Now, we have high stakes. Of your own you cannot break the moratorium on testing. If somebody does it you can follow it, which any country will allow you. But you just cannot be the first one to start the series of testing. Since you are not in a position to do it, what is the harm in saying so?

On the issue of curbing of fissile material production, India says it will agree when it comes into effect. No one knows when that day will come. Since the last ten years it has been talked about. That's why Talbott is upset. Till then India can merrily produce fissile material. India has always maintained that for India, nuclear weapons are for 'minimum deterrent.' That also means there is an upper limit to nuclear weapons that we should have.

Do we need the nuclear deal?

What are you going to do with extra fissile material? You can't use it for anything else.

I am sure the Americans must have asked for a moratorium on fissile material production. The Indian side must have said, 'In that case no deal is possible.'

It is a quantum change in India policy on the part of America. For many years they said no laws can be changed. Now, they are saying that laws can be changed. It is a dramatic change. Prime Minister Manmohan Singh has said he expects some of the things to get realised before Bush visits India. We have got a benchmark. The fuel for Tarapur can be expected before Bush's arrival.

What about using thorium for nuclear energy? It is said it will slow down research efforts on that front.

Oh, that is India's lifeline. We are not even at the beginning stage. Nobody is stopping India to go ahead. But that technology will take years.

The nuclear deal

A N Prasad, the former director of the Bhabha Atomic Research Centre, and many others have said it is impractical to separate military and civilian nuclear energy plants.

But it's not impossible. It's not a physical law that can prevent it. The cost of separation will have to be looked into. Nobody has done any estimate yet. There are some facilities in India that are engaged in both, civilian and military activities. What do you do with it? You can declare such facility as the strategic facility. There is nothing in the agreement which can stop you from using military reactors for civilian purposes.

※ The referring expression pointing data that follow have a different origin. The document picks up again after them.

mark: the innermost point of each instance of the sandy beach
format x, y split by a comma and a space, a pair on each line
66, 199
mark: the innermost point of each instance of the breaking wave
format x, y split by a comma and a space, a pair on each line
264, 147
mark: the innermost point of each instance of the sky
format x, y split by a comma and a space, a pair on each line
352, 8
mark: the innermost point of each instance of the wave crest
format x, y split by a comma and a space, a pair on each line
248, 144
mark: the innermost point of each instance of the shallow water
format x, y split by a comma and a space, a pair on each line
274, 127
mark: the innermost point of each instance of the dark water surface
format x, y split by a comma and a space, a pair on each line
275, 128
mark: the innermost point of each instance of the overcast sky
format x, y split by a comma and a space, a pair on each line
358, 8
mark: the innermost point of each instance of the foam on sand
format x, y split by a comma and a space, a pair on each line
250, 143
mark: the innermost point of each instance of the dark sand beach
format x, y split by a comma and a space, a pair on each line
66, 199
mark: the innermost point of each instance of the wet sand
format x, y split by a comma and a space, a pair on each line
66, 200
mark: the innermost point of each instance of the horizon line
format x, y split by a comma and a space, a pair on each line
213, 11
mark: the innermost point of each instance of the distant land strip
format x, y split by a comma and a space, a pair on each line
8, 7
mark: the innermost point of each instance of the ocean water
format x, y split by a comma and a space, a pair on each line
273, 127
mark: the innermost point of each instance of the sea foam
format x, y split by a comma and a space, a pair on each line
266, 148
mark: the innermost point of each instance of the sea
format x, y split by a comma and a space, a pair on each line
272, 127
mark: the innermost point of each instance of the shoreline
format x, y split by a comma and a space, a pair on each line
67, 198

In India we have 15 operating power reactors out of which four are under international safeguards. India will have to decide and declare out of the remaining 11 which are civilian energy producers.

Why could the National Democratic Alliance not cut this deal with the US while the United Progressive Alliance could?

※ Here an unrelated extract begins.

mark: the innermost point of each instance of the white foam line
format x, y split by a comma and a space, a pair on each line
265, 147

Clinton would have never agreed to this deal. This is my conjuncture but I think Bush wanted to do something dramatic in his second term. I also believe Colin Powell would have also never agreed to it. But the presence of Condoleezza Rice [Images] made the difference.

In Washington only the State department officials were against India. But Rice managed them. The NDA government could not have got a better deal. The Leftists have no logical argument when they oppose the Indo-US deal. If Americans say the sun rises in the east they will oppose it and insist the sun rises in the west.

What reservations do you have about the deal?

None on the nuclear issue but I think the space sector has got nothing. India wants relaxation on export control on dual use items for the space industry. Our industry wants to launch a US-built satellite or satellite built with American components, in both cases we need permission from the US.

We need permission to launch satellites of other countries, which have American components. India's space sector is cheaper for many countries like say, Malaysia. The space sector has got nothing so far.

Which are the grey areas in implementing the deal?

Many. Next Steps in Strategic Partnership is incomplete but it is declared closed. That is an inaccurate statement of the deal. The high technology and space issues that were debated under it is in limbo.

In India, nuclear energy issue has many grey areas. There are many countries that can supply natural uranium to India and who are not members of the NSG. Why have we never contacted them? Nobody has stopped us. We were getting enriched uranium from China. Suddenly we stopped and moved to Russia [Images]. Then, Russia got into trouble and it affected us.

We have been able to survive because we are lucky and we have so many Gods to protect us!